"Podemos executá-la nos nossos próprios servidores?" é uma das primeiras perguntas que os compradores sérios de IoT fazem — e uma das que recebem respostas menos honestas. Auto-hospedar uma plataforma IoT é genuinamente a escolha certa para algumas implementações e um desvio caro para outras. Eis como saber em qual dos casos se encontra.

O que auto-hospedada significa realmente

Uma plataforma IoT auto-hospedada corre em infraestrutura que controla: os seus próprios servidores, a sua cloud privada ou um segmento de rede isolado. Os dados dos dispositivos nunca saem do seu perímetro, a autenticação integra-se com os seus sistemas de identidade, e a disponibilidade da plataforma é responsabilidade da sua equipa — tanto no sentido de autonomia como no sentido da chamada às 3 da manhã.

Essa última parte é o núcleo honesto deste artigo: a auto-hospedagem não é uma funcionalidade que se ativa, é uma função de operações que se assume.

As boas razões para auto-hospedar

Soberania de dados e conformidade.
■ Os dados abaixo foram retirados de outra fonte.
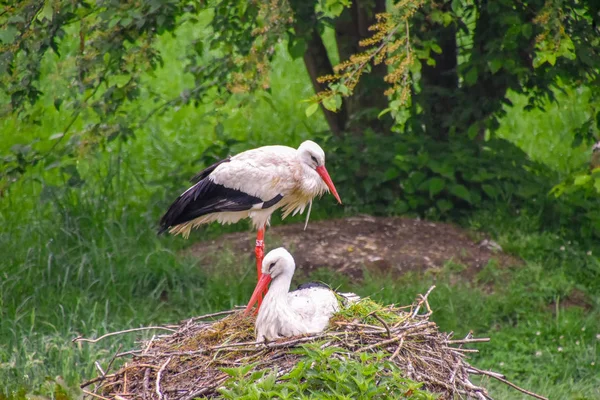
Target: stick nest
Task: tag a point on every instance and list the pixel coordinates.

Os setores regulados, o setor público e as infraestruturas críticas têm frequentemente requisitos rígidos de que a telemetria permaneça on-premise ou dentro do país. Se os seus auditores dizem que os dados não podem sair, a discussão termina aí — precisa de uma implementação on-premise.
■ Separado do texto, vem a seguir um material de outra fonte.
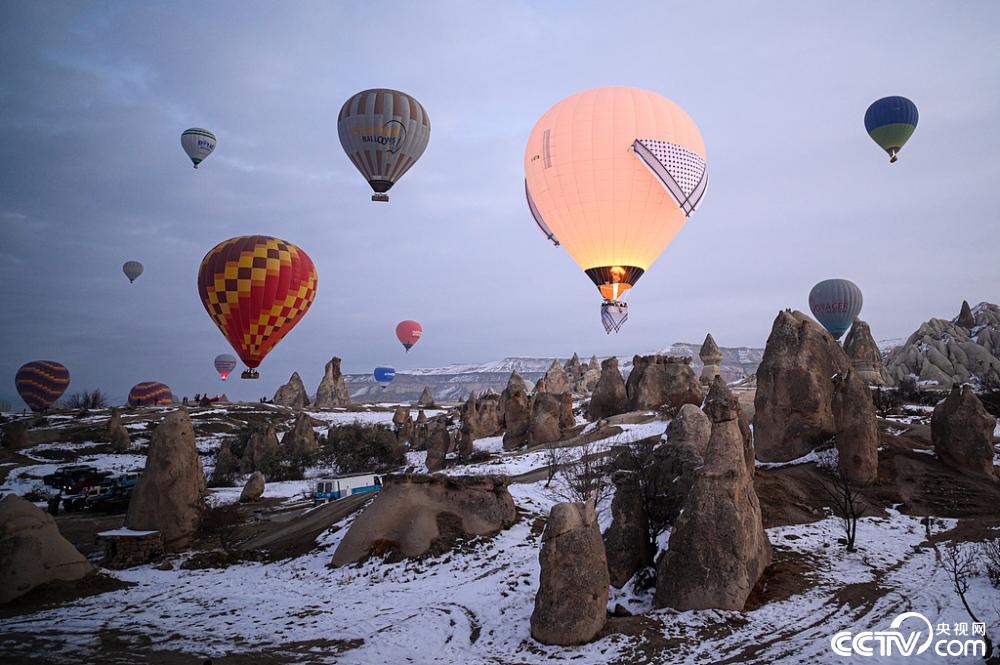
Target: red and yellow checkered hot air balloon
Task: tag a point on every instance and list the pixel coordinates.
(256, 288)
Locais isolados (air-gapped) e com baixa conectividade. Uma fábrica, um navio ou uma instalação remota com uma ligação pouco fiável pode precisar da plataforma ao lado das máquinas, não do outro lado do oceano.
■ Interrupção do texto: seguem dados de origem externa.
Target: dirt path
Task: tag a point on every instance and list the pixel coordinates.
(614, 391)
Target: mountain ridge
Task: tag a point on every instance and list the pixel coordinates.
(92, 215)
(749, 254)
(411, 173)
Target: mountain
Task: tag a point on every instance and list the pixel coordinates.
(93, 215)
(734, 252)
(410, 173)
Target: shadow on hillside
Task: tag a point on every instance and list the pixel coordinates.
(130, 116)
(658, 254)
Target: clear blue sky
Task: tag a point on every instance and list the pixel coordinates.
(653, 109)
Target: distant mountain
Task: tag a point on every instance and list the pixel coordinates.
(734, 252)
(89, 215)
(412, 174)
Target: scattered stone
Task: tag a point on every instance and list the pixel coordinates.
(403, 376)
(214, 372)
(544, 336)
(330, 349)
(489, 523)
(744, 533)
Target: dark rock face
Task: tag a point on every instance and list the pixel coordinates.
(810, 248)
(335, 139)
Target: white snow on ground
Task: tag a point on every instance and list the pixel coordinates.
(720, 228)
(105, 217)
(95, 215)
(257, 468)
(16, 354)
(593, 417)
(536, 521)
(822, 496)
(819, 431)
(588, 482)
Latência e localidade. Quando as decisões de automação têm de disparar em milissegundos sobre equipamentos locais, uma plataforma local elimina a viagem de ida e volta.

Controlo a longo prazo. Algumas equipas querem simplesmente a garantia de que nenhuma alteração de preços nem descontinuação de produto por parte do fornecedor poderá deixar a sua implementação encalhada.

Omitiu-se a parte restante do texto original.